Former Deputy General Secretary of the Barbados Workers’ Union (BWU) Robert Bobby Morris today delivered a stinging tongue lashing against his old union, claiming it was now being controlled by the Mia Mottley-led Barbados Labour Party (BLP).
Furthermore, Morris slammed the leadership of the National Union of Public Workers (NUPW), contending it too was a BLP union and its President Akanni McDowall was leading General Secretary Roslyn Smith.
“The Barbados Workers’ Union right now is under the control of the Barbados Labour Party. The executive council of the Barbados Workers’ Union is made up mainly of Barbados Labour Party supporters. The NUPW too,” Morris said as he delivered today’s lecture at the Democratic Labour Party (DLP) headquarters on George Street, as the part of the DLP’s weekly Astor B Watts lunchtime lecture series.
“What is happening is that you are going to get more and more people infiltrating groups and apparently they find that the trade union is easily infiltrated, so that is where they have moved,” he said.
Morris appeared upset that the two unions, along with the Barbados Secondary Teachers’ Union and the Barbados Union of Teachers, had come together with the private sector to plan a march on Monday to press the Freundel Stuart administration to compromise on the controversial National Social Responsibility Levy (NSRL), which jumped from two per cent to ten per cent effective July 1, and to return to the negotiating table.
The retired trade unionist said he was at a loss as to how an industrial relations dispute had emerged from a tax increase, while accusing the unions of acting on behalf of a few thousand members to “lick up the lives” of over 200,000 residents.
He also wondered why McDowall appeared to be the one in charge at the NUPW.
“I have this serious problem with the trade union called the NUPW now. There was never a president who could lead the general secretary in that union. For years you were hearing about Denis Clarke and Joe Goddard, now a paid public servant, Mr Akanni McDowall, is doing the work and the people were paid a salary, but the NUPW you can’t hear them at all, like little servants. But that can’t be right.
“You couldn’t pay Sir Roy [Trotman] to do the work as a general secretary and then get [President General] Linda Brooks to be parading ‘bout the place. It can’t happen. So how have we allowed that to develop in the NUPW, a person who is paid from being a public servant and he is out there pulling down Government? We have never had presidents like that. We have never had presidents who took over the roll of a paid general secretary and the staff. That is an aberration of the worse kind,” said Morris.
He also questioned why the umbrella Congress of Trade Unions and Staff Associations appeared to be staying out of the ongoing rift between the labour movement and Government.

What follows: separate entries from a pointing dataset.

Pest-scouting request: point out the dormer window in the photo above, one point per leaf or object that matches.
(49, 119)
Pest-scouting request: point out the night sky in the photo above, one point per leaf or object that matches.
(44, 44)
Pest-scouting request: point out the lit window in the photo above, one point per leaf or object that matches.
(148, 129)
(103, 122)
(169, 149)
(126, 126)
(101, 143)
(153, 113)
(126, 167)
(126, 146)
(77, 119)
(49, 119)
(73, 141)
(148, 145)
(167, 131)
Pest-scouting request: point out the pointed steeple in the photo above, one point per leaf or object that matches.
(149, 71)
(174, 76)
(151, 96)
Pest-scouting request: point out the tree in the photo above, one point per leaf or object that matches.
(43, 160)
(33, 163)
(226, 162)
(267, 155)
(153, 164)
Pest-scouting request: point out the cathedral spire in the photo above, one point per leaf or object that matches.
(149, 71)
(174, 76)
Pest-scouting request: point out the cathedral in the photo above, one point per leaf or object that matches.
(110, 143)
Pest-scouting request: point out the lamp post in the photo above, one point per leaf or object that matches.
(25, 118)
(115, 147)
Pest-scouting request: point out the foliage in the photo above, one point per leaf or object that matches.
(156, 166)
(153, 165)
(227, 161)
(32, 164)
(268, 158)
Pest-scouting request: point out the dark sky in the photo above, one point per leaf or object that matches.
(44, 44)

He further charged that “there are some” who are trying to “push the private sector and others” in a particular direction, seemingly taking a dig at Chairman of the Barbados Private Sector Association Charles Herbert, who he said should “watch himself too, lest it be said he is to form some kind of a political alliance between the private sector and the Opposition.
“I hope it isn’t true but the logic of history is compelling sometimes,” Morris said.
Meantime, the DLP stalwart said the industrial dispute resolution process was in need of review.
He said the current arrangement where senior civil servants in the Ministry of the Civil Service and the Personnel Administration Department were negotiating with other public servants, often their subordinates, was “a recipe for disaster”.
Instead, he advised that Government should hire professional negotiators to engage the unions, along with a system that allows for binding arbitration should the talks fail.
“If it breaks down, right now you cannot go to the Labour department for reconciliation because that is czar going to czar. So the Labour department has no role. So set up immediately, conciliation panels . . . so if you break down at that level where your negotiating committee and the trade union cannot get agreement, it goes up to mediation and if they can’t settle that at mediation you go to binding arbitration and done with that. You are not going to get threats of general strikes again, it can’t happen,” Morris said.
During his presentation the former DLP senator acknowledged that the country’s finances were “under stress”, but said he was not convinced that the private sector and the general public were struggling as much as they were suggesting.
“I have not seen financial reports and balance sheets that show that our private sector is in serious difficulties, the large ones that have to publish their financial reports. I don’t get the impression they are struggling.
“It does not mean that households are necessarily struggling either. All this thing about the introduction of taxes, I see how households behave in Barbados, I see them getting ready or Crop Over, I travel the length and breadth of this country and see the cars that people drive, I see the houses that people live in and I want to know where is this impression that the households are that depressed or that the private sector is that depressed,” he said.